The simple fact is, I like to design websites. I like everything from art directing the layout to actually coding the backend. This explains why I really enjoy the initial process of creating a website, but get bored with maintaining one. Take for example, the previous version of this site. In January of 2009, I converted it to a blog. After several months I lost the drive to post new content because I was simply plugging text into a design template. My role with my own website went from designer to writer.
Don’t get me wrong, I understand the value and importance in generating good content. After all, without content there is little need for design. But, why does good, original content have to be dumped into a generic template when it comes to blogs?
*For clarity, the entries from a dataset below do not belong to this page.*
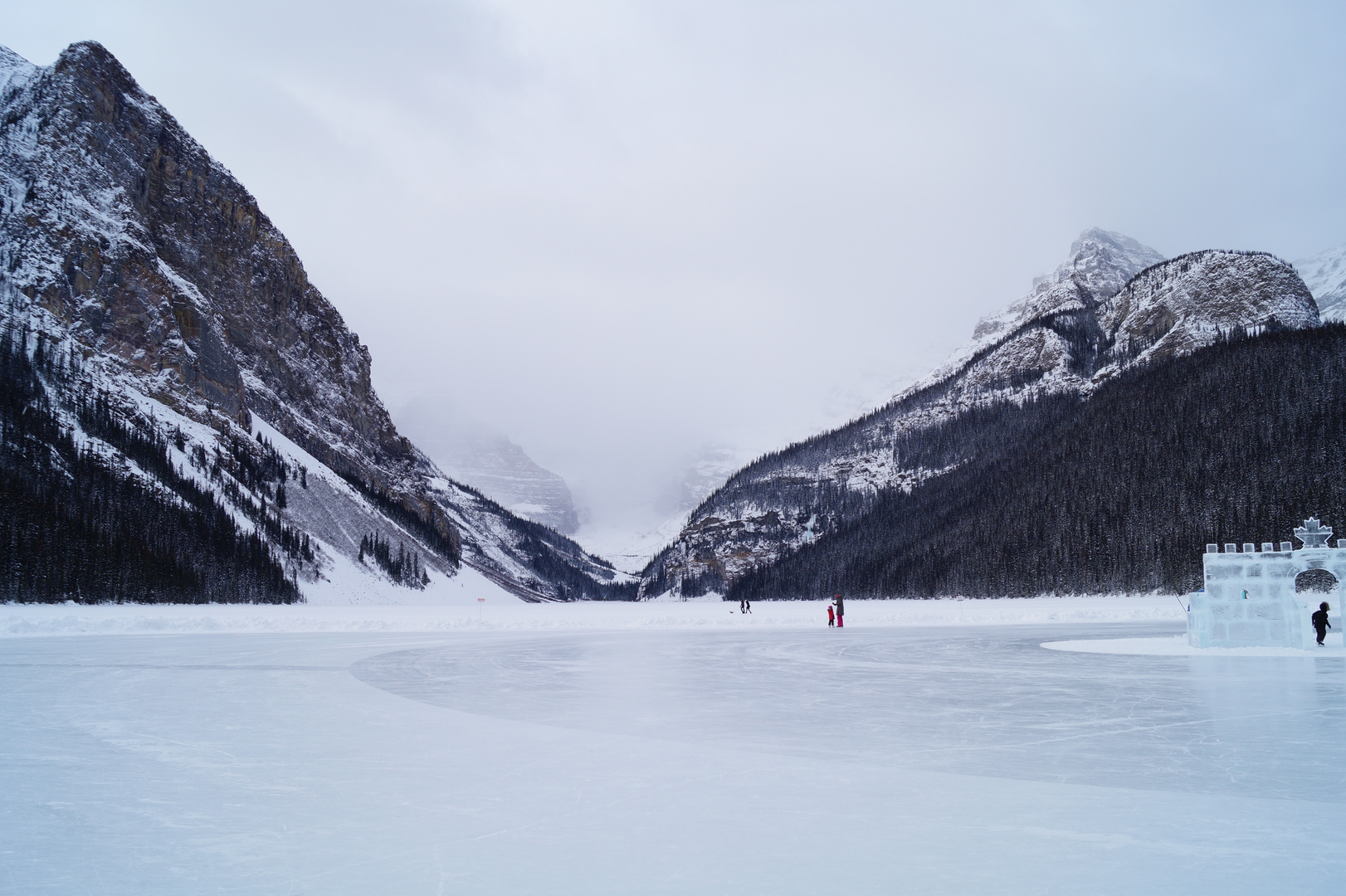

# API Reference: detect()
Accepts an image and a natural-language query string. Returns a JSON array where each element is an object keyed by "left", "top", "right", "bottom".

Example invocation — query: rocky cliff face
[
  {"left": 642, "top": 230, "right": 1319, "bottom": 596},
  {"left": 0, "top": 43, "right": 630, "bottom": 599}
]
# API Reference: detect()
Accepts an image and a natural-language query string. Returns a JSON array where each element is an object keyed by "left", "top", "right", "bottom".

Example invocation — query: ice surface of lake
[{"left": 0, "top": 604, "right": 1346, "bottom": 894}]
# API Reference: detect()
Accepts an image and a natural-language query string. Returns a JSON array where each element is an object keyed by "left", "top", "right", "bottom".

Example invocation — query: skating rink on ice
[{"left": 0, "top": 599, "right": 1346, "bottom": 896}]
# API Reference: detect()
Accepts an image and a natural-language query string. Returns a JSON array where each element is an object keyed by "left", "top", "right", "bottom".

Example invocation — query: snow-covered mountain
[
  {"left": 0, "top": 43, "right": 625, "bottom": 600},
  {"left": 641, "top": 229, "right": 1319, "bottom": 596},
  {"left": 1295, "top": 246, "right": 1346, "bottom": 323},
  {"left": 397, "top": 397, "right": 580, "bottom": 535}
]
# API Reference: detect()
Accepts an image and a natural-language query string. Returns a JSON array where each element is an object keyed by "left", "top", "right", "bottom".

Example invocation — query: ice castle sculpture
[{"left": 1188, "top": 517, "right": 1346, "bottom": 650}]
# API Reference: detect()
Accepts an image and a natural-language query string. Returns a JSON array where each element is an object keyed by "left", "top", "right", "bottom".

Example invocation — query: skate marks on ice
[
  {"left": 1041, "top": 635, "right": 1346, "bottom": 660},
  {"left": 351, "top": 624, "right": 1346, "bottom": 801}
]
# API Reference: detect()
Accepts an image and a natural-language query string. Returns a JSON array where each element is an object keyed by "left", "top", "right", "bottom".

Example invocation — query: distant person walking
[{"left": 1312, "top": 600, "right": 1333, "bottom": 647}]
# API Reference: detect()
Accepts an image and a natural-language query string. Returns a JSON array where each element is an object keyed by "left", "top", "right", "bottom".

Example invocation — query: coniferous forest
[
  {"left": 0, "top": 333, "right": 300, "bottom": 602},
  {"left": 727, "top": 324, "right": 1346, "bottom": 600}
]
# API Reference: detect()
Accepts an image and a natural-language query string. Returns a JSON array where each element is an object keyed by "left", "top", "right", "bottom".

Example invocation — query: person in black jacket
[{"left": 1312, "top": 600, "right": 1333, "bottom": 647}]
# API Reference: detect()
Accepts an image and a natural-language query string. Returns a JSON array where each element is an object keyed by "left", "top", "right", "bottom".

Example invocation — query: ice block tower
[{"left": 1188, "top": 517, "right": 1346, "bottom": 650}]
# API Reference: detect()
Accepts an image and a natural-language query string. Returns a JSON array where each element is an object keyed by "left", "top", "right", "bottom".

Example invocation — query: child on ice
[{"left": 1312, "top": 600, "right": 1333, "bottom": 647}]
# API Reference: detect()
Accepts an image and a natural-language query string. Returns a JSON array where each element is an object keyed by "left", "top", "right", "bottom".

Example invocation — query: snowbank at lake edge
[{"left": 0, "top": 592, "right": 1184, "bottom": 638}]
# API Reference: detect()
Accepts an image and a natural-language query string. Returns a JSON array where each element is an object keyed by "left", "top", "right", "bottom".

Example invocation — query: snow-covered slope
[
  {"left": 397, "top": 397, "right": 580, "bottom": 535},
  {"left": 0, "top": 43, "right": 623, "bottom": 600},
  {"left": 1295, "top": 246, "right": 1346, "bottom": 323},
  {"left": 642, "top": 229, "right": 1319, "bottom": 596}
]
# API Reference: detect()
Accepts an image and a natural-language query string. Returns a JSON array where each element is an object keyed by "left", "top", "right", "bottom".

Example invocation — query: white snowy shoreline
[{"left": 0, "top": 593, "right": 1183, "bottom": 638}]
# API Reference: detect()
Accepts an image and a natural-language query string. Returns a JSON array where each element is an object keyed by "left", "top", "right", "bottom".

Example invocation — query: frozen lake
[{"left": 0, "top": 611, "right": 1346, "bottom": 894}]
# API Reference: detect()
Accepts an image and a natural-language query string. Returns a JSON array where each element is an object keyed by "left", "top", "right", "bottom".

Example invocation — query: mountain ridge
[
  {"left": 641, "top": 229, "right": 1320, "bottom": 596},
  {"left": 0, "top": 41, "right": 626, "bottom": 600}
]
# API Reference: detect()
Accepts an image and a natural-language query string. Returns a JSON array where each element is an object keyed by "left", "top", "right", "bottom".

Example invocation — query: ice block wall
[{"left": 1188, "top": 529, "right": 1346, "bottom": 650}]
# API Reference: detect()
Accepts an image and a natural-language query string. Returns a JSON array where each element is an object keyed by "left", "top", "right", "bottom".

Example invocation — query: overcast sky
[{"left": 7, "top": 0, "right": 1346, "bottom": 529}]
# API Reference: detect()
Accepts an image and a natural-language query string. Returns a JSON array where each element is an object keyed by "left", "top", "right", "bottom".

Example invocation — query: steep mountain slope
[
  {"left": 729, "top": 324, "right": 1346, "bottom": 599},
  {"left": 641, "top": 230, "right": 1319, "bottom": 596},
  {"left": 1295, "top": 246, "right": 1346, "bottom": 323},
  {"left": 397, "top": 398, "right": 580, "bottom": 535},
  {"left": 0, "top": 43, "right": 625, "bottom": 599}
]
Why can’t each new blog post have a fresh new layout accompany it?
If you look at websites such as Apple and Nike, the content of each page is married to an appropriate layout. Content and design are one. But when you look at websites that revolve around articles or blog posts, such as CNN, Smashing Magazine, or The Ministry of Type, the design template reigns supreme. This raises a big question. Can art direction even attempt to keep up with the speed at which content is generated?
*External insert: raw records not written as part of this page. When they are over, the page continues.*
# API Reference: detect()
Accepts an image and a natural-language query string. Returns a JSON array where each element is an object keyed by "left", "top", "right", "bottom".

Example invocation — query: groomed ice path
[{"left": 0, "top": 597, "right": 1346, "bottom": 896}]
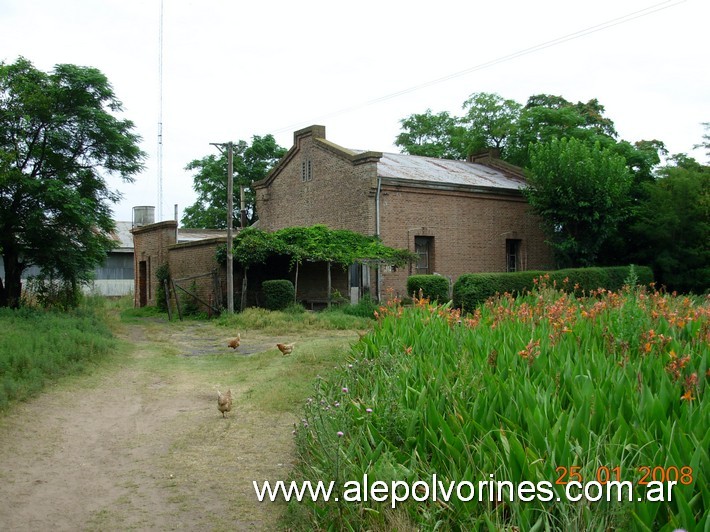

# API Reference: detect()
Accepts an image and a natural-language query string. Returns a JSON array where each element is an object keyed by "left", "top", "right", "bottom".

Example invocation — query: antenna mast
[{"left": 158, "top": 0, "right": 163, "bottom": 222}]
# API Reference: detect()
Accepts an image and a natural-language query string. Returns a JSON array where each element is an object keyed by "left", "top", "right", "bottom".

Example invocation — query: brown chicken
[
  {"left": 227, "top": 333, "right": 242, "bottom": 349},
  {"left": 217, "top": 389, "right": 232, "bottom": 417},
  {"left": 276, "top": 342, "right": 296, "bottom": 356}
]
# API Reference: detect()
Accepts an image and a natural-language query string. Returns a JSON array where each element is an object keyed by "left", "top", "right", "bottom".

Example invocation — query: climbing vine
[{"left": 217, "top": 225, "right": 416, "bottom": 267}]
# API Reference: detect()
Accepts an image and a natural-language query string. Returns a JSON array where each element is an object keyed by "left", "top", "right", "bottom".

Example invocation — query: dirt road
[{"left": 0, "top": 322, "right": 336, "bottom": 531}]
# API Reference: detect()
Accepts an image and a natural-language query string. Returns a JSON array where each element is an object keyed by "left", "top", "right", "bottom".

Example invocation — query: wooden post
[
  {"left": 171, "top": 279, "right": 182, "bottom": 321},
  {"left": 163, "top": 279, "right": 173, "bottom": 321},
  {"left": 293, "top": 261, "right": 298, "bottom": 303},
  {"left": 241, "top": 266, "right": 249, "bottom": 312},
  {"left": 328, "top": 261, "right": 332, "bottom": 308},
  {"left": 227, "top": 142, "right": 235, "bottom": 314}
]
There are a few sites and designers that have dared to experiment with this concept. Jason Santa Maria, a web designer out of Brooklyn, has created a new layout for each new post on his site since June of 2008. Travis Gertz and The Bold Italic both have systems in place that allow for each of their articles to have a unique design.
Although creating a unique layout for every new post or article within a site may not always be feasible, for some sites it is proving to be a new approach to online publishing. For the designer who thrives on creating new layouts, this idea is both exciting and refreshing. I’m looking forward to getting in on the fun.